SP9 — scratchpad-hygiene + reset-context skills + doctor --hygiene + task iterations foundation. Two always-on skills (ADR-0020) teach agents how to manage scratchpad context. doctor --hygiene checks scratchpad freshness and brief↔commit drift. The iterations counter in agent-artifacts/<task-id>/state.json is laid down here so SP4 (loop-cap) can read it. Closes #2 (context poisoning); reinforces #15 (skill atrophy).
SP1 — --budget facet implemented. Reads agent-artifacts/metrics/events.jsonl token ledger; converts via the policy usdPerMillionTokens table; compares to maxUsdPerTask. Emits BUDGET_EXCEEDED, BUDGET_NEAR_LIMIT, BUDGET_LEDGER_MISSING. Closes #4 (token cost explosion).
SP2 — --deps facet implemented. Diffs package.json against HEAD; flags new dependencies not in policy.deps.allowedScopes and not justified in a change-summary ## Dependencies section. Closes #24 (dependency bloat).
SP3 — --license facet implemented. SPDX header detection (when requireHeaders: true) plus node_modules license lookup. No network calls. Closes #18 (license / IP contamination).
SP4 — --loop-cap facet implemented. Reads the iterations counter SP9 laid down; emits LOOP_CAP_EXCEEDED and LOOP_CAP_NEAR_LIMIT. Closes #22 (agent runaway loops).
SP5 — aidokit eval command. Runs the ## Acceptance criteria block from a task brief. Manual criteria report MANUAL; shell criteria (- [ ] > <argv-split command>) execute and report PASS/FAIL by exit code. Exit codes: 0 all pass, 1 any fail, 2 no criteria. Closes #17 (evaluation difficulty).
SP10 — semantic doc-drift in doctor --drift. Existing --drift now adds a semantic pass over the doc graph: broken file references, missing symbol references. Opt out with --no-semantic-drift. Promotes #5 (stale docs) from lexical to semantic coverage.

Adapter cross-cutting #

All of the above works identically across the three first-party adapters (claude-code, codex, copilot). The byte-compare dogfood gate runs for all three — packages/cli/test/fixtures/claude-code-reference/, packages/cli/test/fixtures/codex-reference/, and packages/cli/test/fixtures/copilot-reference/ all updated together from the same reference-context.json.

Three skills are now always-on per ADR-0020, emitted at every conformance tier regardless of the adapter:

scratchpad-hygiene
reset-context
quarantining-untrusted-output

computeFilePlan dedupes the always-on set against the normal tier-gated BASE_SKILLS list by id, so an adapter that already emits one of these at its declared tier does not get a duplicate.

What is deferred #

Wave 0 (refactor/doctor-check-registry) — a refactor of packages/cli/src/commands/doctor.ts into a check-registry pattern. It was queued first but not merged, because SP6, SP8, SP9, and SP10 each added inline doctor checks against the pre-refactor shape and we did not want to re-architect under live patches. Planned follow-up: consolidate the inline checks (MCP_QUARANTINE_SKILL_MISSING, the --model-drift group, the --hygiene group, and the semantic doc-drift pass) into the registry pattern in a single PR.
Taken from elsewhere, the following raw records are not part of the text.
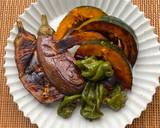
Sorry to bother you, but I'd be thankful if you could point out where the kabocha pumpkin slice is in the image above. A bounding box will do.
[72,16,138,66]
[75,41,132,89]
[14,21,63,104]
[55,6,106,40]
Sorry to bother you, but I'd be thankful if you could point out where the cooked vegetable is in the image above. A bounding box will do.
[103,85,127,111]
[57,95,81,118]
[37,16,84,95]
[76,57,113,81]
[75,41,132,89]
[55,32,106,53]
[55,6,106,40]
[72,16,138,66]
[80,82,105,120]
[14,21,63,104]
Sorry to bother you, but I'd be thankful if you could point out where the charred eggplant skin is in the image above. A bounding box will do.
[37,16,84,95]
[14,21,63,104]
[55,32,106,53]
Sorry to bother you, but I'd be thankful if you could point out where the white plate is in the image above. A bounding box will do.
[4,0,160,128]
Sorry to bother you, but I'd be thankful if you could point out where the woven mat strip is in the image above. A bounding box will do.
[0,0,160,128]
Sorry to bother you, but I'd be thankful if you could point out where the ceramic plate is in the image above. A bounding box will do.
[4,0,160,128]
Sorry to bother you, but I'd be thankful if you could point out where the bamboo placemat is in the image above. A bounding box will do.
[0,0,160,128]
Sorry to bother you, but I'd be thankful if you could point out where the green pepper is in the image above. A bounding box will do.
[57,95,81,118]
[76,56,113,82]
[103,85,127,111]
[80,82,105,120]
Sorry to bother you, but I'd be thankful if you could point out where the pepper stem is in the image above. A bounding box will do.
[38,15,54,35]
[17,21,25,32]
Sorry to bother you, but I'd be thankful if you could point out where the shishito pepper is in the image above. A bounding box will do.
[57,95,81,118]
[103,85,127,111]
[76,56,113,81]
[80,82,106,120]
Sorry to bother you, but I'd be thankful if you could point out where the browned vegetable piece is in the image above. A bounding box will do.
[55,6,106,40]
[55,32,106,53]
[14,21,63,103]
[75,42,132,89]
[37,16,84,95]
[72,16,138,66]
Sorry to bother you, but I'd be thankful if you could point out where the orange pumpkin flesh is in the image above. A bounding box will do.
[55,6,106,40]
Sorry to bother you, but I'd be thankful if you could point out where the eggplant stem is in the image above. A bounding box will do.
[38,15,54,35]
[17,21,25,32]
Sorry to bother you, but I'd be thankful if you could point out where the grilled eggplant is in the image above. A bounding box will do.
[14,21,63,103]
[37,15,84,95]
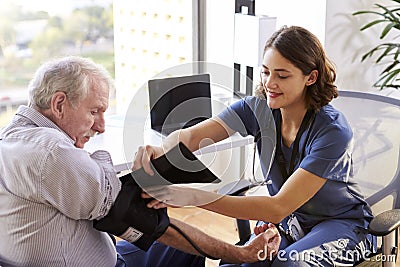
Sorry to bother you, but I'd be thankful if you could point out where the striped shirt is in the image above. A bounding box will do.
[0,106,121,267]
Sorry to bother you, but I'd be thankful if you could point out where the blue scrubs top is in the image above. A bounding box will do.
[219,97,373,232]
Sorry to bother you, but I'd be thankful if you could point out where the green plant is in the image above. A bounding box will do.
[353,0,400,90]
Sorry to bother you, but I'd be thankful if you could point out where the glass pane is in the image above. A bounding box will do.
[0,0,115,127]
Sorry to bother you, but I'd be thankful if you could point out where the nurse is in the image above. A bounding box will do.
[134,26,375,266]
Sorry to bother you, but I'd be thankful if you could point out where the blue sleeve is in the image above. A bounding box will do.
[300,110,353,182]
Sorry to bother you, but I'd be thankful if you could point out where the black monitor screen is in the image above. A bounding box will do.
[148,74,212,132]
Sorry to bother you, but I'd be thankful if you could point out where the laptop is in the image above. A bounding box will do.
[148,73,212,136]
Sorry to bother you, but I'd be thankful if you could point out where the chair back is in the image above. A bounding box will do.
[332,91,400,215]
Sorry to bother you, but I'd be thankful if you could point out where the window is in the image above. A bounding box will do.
[0,0,115,126]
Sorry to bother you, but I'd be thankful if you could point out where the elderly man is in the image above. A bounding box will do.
[0,57,279,267]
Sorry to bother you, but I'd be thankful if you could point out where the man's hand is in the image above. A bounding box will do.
[242,224,281,262]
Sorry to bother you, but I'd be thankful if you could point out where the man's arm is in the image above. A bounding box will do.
[158,218,280,263]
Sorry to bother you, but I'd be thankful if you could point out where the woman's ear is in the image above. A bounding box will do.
[50,92,68,118]
[306,70,318,86]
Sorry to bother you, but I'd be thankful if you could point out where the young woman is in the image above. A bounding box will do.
[134,26,374,266]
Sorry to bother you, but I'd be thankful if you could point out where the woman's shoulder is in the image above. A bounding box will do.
[316,104,352,136]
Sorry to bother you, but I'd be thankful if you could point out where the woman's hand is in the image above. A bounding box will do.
[254,223,281,256]
[142,185,223,209]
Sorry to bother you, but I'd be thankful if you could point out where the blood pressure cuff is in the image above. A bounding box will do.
[93,173,169,251]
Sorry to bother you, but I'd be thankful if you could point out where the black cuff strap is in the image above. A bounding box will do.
[93,173,169,251]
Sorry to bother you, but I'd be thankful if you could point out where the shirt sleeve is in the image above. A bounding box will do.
[41,143,121,220]
[300,114,353,182]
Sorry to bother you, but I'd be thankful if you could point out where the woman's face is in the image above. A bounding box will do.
[261,48,315,109]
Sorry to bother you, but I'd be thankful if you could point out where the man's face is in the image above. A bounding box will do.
[58,87,109,148]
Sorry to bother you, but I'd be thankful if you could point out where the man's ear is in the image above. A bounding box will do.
[50,92,68,118]
[306,70,318,86]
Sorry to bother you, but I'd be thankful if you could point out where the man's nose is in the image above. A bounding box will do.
[92,115,105,133]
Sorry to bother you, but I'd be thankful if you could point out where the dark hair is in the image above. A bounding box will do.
[255,26,338,111]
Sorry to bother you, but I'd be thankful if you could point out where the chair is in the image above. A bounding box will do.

What now exists in the wiki #

Hall of Pain now carries a coverage table mapping each of the 25 categories to its mitigation mechanism.
ADR index lists the three new ADRs (0018, 0019, 0020).
Error codes documents every new finding code introduced by the facets and doctor checks.
CLI reference documents the verify facet flags, aidokit eval, and the new doctor flags (--hygiene, --model-drift, the semantic-drift opt-out).

What is gating GA (unchanged) #

The engineering surface is now done in scope; what remains is human work outside the codebase:

Design-partner recruitment (three target accounts identified, none signed).
Community-maintainer recruitment for the non-canary stack packs (python, react, go).
Published cost-study case with real before/after token spend.
Auditor validation of the SOC2 and EU AI Act mappings produced by aidokit audit export.
Marketing surface (the 90-second video, analyst outreach, the launch-day post).

We will not ship v1.0 GA until those land — but for the first time since the analysis was written, no engineering blocker stands in front of them.